Singulex also hopes to develop its troponin assay for clinical diagnostic use, and it will “definitely be available for collaboration tied to the diagnostic focus,” Goix said.

The company already has developed more than 75 assays for protein and metabolite biomarkers. Singulex also has developed customized assays for pharma companies. All of these assays are available now to pharma companies and universities through the companies Early Technology Access Program, or eTAP.

The Erenna Bioassay System, to be launched next year, will feature a menu of assays derived from these.

The research conducted by Wu and his colleagues “offers preliminary clinical results for the use of Singulex’ customized Erenna assays in the early detection” of heart attack, or acute myocardial infarction (AMI) and demonstrates diagnostic capabilities that meet recently redefined criteria for AMI diagnosis as outlined and recommended by the European Society of Cardiology (Sophia Antipolis, France) and the American College of Cardiology (ACC; Bethesda, Maryland).

According to Wu, results of this preliminary clinical study show that with the use of a high-sensitivity assay, there are detectable troponin concentrations in the sera of health individuals in a “Gaussian distribution” (essentially a normal bell-curve distribution somehow associated with German mathematician Carl Friedrich Gauss).

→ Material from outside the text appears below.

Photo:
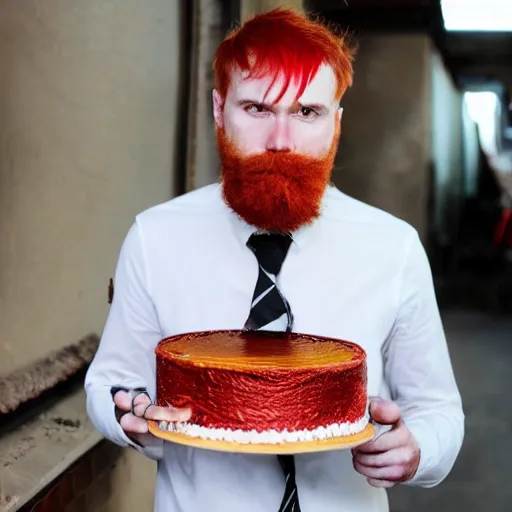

He also noted that the data suggest that a high-sensitivity assay can detect the presence of AMI earlier than with a conventional cTnI assays. It may also identify more subjects at risk for future adverse events, particularly important not only in a clinical setting but in the clinical trial procedures of pharma companies.

“During this collaboration, I was very excited ... that we were able to measure troponin I in normal [people]. And no one has been doing that before — no one,”Goix told MDD.

Still, he acknowledges that Singulex does not have all the answers yet, but he said the company wants to continue to expand on this academic study and demonstrate results in a larger trial.

Goix said he was “intrigued and excited” by the potential of the company’s technology to “add the clinical utility in a diagnostic setting.”

In a nod to the many and much-discussed efforts characterized as personalized medicine, Goix said, “The reason why we want to bring this capability ... is that if you develop a diagnostic along with a drug,” there would be a clinical action “tied to the diagnostic, so we feel that would be even more powerful.”